Formel 1
Jetzt oder nie: Mercedes jagt Weltmeister Vettel23.08.2013, 10:05 Uhr | sid, t-online.de
Eigentlich sollte es ein Übergangsjahr werden für Mercedes, der Kampf um die WM in der Formel 1 war ein Thema für 2014. Doch plötzlich jagen neben Fernando Alonso im Ferrari und Kimi Räikkönen (Lotus) auch die Silberpfeile Weltmeister Sebastian Vettel. "Die Fortschritte, die wir in dieser Saison gemacht haben, sind toll", sagte Nico Rosberg, "aber wir wollen mehr und dorthin kommen, wo Vettel ist", schickt er eine Kampfansage an den Red-Bull-Piloten.
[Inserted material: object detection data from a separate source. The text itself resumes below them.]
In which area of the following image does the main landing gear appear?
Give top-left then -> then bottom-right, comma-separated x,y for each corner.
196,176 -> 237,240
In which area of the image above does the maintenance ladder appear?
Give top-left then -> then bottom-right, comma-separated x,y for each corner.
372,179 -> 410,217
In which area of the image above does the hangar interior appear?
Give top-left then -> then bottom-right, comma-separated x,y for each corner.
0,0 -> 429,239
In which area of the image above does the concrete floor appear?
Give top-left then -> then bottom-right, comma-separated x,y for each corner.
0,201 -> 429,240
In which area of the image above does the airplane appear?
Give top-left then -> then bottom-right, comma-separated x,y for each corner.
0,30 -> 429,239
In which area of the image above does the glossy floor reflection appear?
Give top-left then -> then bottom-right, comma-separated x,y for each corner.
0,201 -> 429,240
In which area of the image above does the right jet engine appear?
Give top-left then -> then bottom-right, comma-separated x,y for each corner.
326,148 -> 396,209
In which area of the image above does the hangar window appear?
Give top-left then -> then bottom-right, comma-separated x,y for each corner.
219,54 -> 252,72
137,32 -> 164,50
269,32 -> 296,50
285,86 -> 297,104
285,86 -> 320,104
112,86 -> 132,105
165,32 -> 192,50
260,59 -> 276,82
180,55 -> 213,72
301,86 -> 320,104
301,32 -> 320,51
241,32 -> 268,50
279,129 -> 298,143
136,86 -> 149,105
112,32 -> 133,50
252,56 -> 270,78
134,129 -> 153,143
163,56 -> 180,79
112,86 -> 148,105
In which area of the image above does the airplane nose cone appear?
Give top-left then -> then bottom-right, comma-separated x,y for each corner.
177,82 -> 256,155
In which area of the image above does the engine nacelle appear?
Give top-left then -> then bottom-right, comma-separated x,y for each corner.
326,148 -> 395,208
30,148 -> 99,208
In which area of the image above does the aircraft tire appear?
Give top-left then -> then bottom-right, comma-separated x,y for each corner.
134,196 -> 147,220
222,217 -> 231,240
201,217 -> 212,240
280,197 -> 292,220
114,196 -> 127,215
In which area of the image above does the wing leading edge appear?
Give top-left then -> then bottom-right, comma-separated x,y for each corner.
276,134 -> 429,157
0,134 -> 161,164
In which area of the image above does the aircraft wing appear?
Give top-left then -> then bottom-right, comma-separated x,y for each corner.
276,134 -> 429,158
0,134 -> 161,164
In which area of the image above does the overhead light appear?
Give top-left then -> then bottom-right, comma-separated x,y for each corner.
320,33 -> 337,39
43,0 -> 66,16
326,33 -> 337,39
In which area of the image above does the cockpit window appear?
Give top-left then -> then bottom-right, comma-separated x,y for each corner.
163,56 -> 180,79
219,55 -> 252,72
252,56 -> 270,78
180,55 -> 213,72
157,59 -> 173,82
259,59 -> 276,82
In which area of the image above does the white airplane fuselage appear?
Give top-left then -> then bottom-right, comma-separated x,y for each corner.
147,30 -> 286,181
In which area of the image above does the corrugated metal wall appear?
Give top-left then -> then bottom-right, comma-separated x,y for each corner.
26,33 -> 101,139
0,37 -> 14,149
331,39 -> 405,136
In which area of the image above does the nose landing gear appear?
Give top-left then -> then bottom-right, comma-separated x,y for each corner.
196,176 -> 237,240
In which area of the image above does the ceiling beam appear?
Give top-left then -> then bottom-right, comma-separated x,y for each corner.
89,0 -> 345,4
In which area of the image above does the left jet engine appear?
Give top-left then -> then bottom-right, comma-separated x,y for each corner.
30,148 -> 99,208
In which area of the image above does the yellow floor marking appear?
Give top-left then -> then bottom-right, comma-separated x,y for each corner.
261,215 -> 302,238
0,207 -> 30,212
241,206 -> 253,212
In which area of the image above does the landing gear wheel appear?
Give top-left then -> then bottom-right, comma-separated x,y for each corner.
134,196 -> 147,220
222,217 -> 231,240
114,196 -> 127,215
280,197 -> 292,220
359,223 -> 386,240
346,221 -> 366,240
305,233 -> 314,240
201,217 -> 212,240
Vor dem Start aus der Sommerpause beim Großen Preis von Belgien (Sonntag ab 13.45 Uhr im Live-Ticker bei t-online.de) in Spa ist Mercedes unverhofft ein Titelkandidat - in der Konstrukteurs-WM, aber auch in der Fahrerwertung. Der Rennstall, der in dieser Saison lange mit Reifenproblemen zu kämpfen hatte und einfach nicht in Fahrt kommen wollte, tankte mit drei Siegen in den vergangenen fünf Rennen viel Selbstvertrauen. Nicht vergessen darf man dabei auch sieben Pole Positions in bislang zehn Saisonläufen.
Speerspitze ist Rosbergs Teamkollege Lewis Hamilton. Der Brite hat nach seinem Sieg vor vier Wochen in Ungarn als Vierter des Gesamt-Klassements 48 Punkte Rückstand auf Vettel. Aufholjagd ist also angesagt, ein guter Start ist dabei aus einem Grund besonders wichtig.
Die nächsten zwei Strecken, das schnelle Spa und der Hochgeschwindigkeitskurs in Monza, sollten Mercedes besser liegen als Red Bull. "Wir müssen deshalb auf den Rennstrecken zubeißen, wo Red Bull nicht ganz so gut ist", erklärte Mercedes-Aufsichtsrat Niki Lauda bei "auto motor und sport": "Davon wird alles abhängen. Vielleicht liegen Spa und Monza nicht auf ihrer Welle."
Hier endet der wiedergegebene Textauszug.